Joy so far worked on quote posts and new profiles, and I appreciated her ending the talk on a note of recognition for these kinds of projects in these kinds of settings:

I know that we’re building something that will continue to be imperfect, but it doesn’t have to be perfect to make a positive difference in the world.

Photoshop’s challenges with focus, pt. 1

You can tell the story of Mac OS via the story of its settings, and the same is likely true of Photoshop.

Recently, spelunking in the preferences of Photoshop 2025, I found this extremely curious thing:

To transcribe:

Focus mode limits the appearance of certain optional user interface messages so that you can use Photoshop with fewer interruptions.

With this option enabled:

  • The Welcome screen will not include “what’s new” feature descriptions
  • Blue in-product alerts promoting discovery and use of certain features will be suppressed
  • What’s New will not auto start when Photoshop is launched
  • The color mode preference will be auto set to “Neutral Color Mode”

The three first options should be self explanatory.

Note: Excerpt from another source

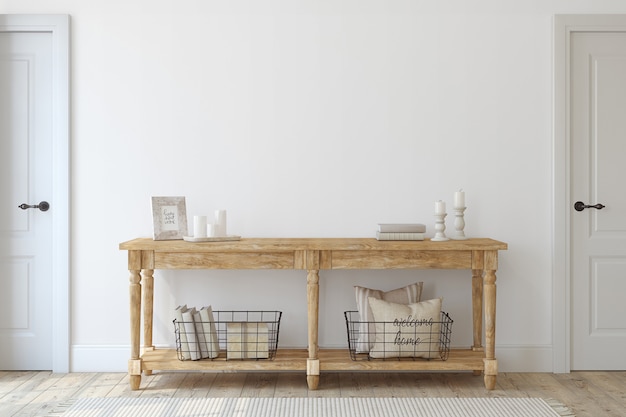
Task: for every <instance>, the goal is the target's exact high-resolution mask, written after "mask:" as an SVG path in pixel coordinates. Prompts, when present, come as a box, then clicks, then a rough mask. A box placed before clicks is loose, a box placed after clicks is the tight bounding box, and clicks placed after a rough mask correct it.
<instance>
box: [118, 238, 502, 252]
mask: <svg viewBox="0 0 626 417" xmlns="http://www.w3.org/2000/svg"><path fill="white" fill-rule="evenodd" d="M507 248H508V245H507V244H506V243H504V242H500V241H497V240H493V239H489V238H471V239H467V240H448V241H444V242H433V241H431V240H430V239H425V240H423V241H400V240H384V241H383V240H376V239H374V238H242V239H241V240H237V241H225V242H186V241H184V240H153V239H151V238H138V239H133V240H129V241H127V242H123V243H120V245H119V249H120V250H140V251H155V252H246V251H256V252H259V251H260V252H266V251H268V252H273V251H294V250H296V251H303V250H306V251H312V250H320V251H328V250H330V251H367V250H372V251H403V250H409V251H468V250H484V251H494V250H506V249H507Z"/></svg>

Neutral Color Mode is sort of the “graphite” option of Photoshop’s UI where the (already rare?) accented blue elements become white instead.

As much as I’ll always applaud a piece of software working on annoying you less, this is all so very strange. I don’t mean that the last option seems unrelated, and the first and third one kind of mutually exclusive… but just the very idea of shoving it in as an opt-in in the last tab of settings, under “technology previews”, and asking people for feedback feels peculiar to me.

Not to spoil the outcome, but even this “technology preview” is completely gone in the updated Photoshop 2026. I wonder if this is fallout from a mangled launch (even for those few who I imagined turned it on, the option didn’t live up to its promise), but also perhaps a political fight inside Adobe between product and growth teams? I bet we’ll never know.

I do not personally have a grand unified theory of how to explain things or announce features in products because it’s so situational, and I understand that especially Photoshop given its age might be the hardest difficulty level. I’d personally prefer to receive announcements of new features over email so I can read them at my leisure, and with each new thing or change linked to a playground that would allow me to experience it in the best way – but I can’t say with any certainty that this would work for everyone.

But I would expect people on the Photoshop team to have more experience here, and this focus mode approach just feels a bit… naïve to me. My two warm takes: 1. People aren’t generally as frustrated with how features are announced, but with what features are. 2. Why wouldn’t everyone deserve the gift of focus?

“I’m a shame-driven developer.”

Found listening to this 2-hour episode of The Talk Show podcast with Daniel Jalkut very enjoyable, and more thoughtful than just “bitching about Tahoe.”

One particular thing that stood out to me was a discussion of shame and embarrassment and pride that all come with shipping software. And looking to Apple itself for direction that the company is not really providing, as many of their apps are not using the new Liquid Glass interface – or when they do, they use it in ways that are inconsistent or disappointing.

Some other good themes:

  • it’s okay not to change something if the alternative is change for the sake of change, a posture Apple’s hardware team feels more comfortable with than Apple’s software team
  • internal Apple politics and the story of the Control Strip
  • loved this phrase from Gruber about the macOS’s Tahoe release: “they vandalized it.”

Also, this:

A fair criticism of Apple over the years is that sometimes fixing 50 little misaligned text boxes or divider bars… using your time to do that, is time better spent than adding another user feature.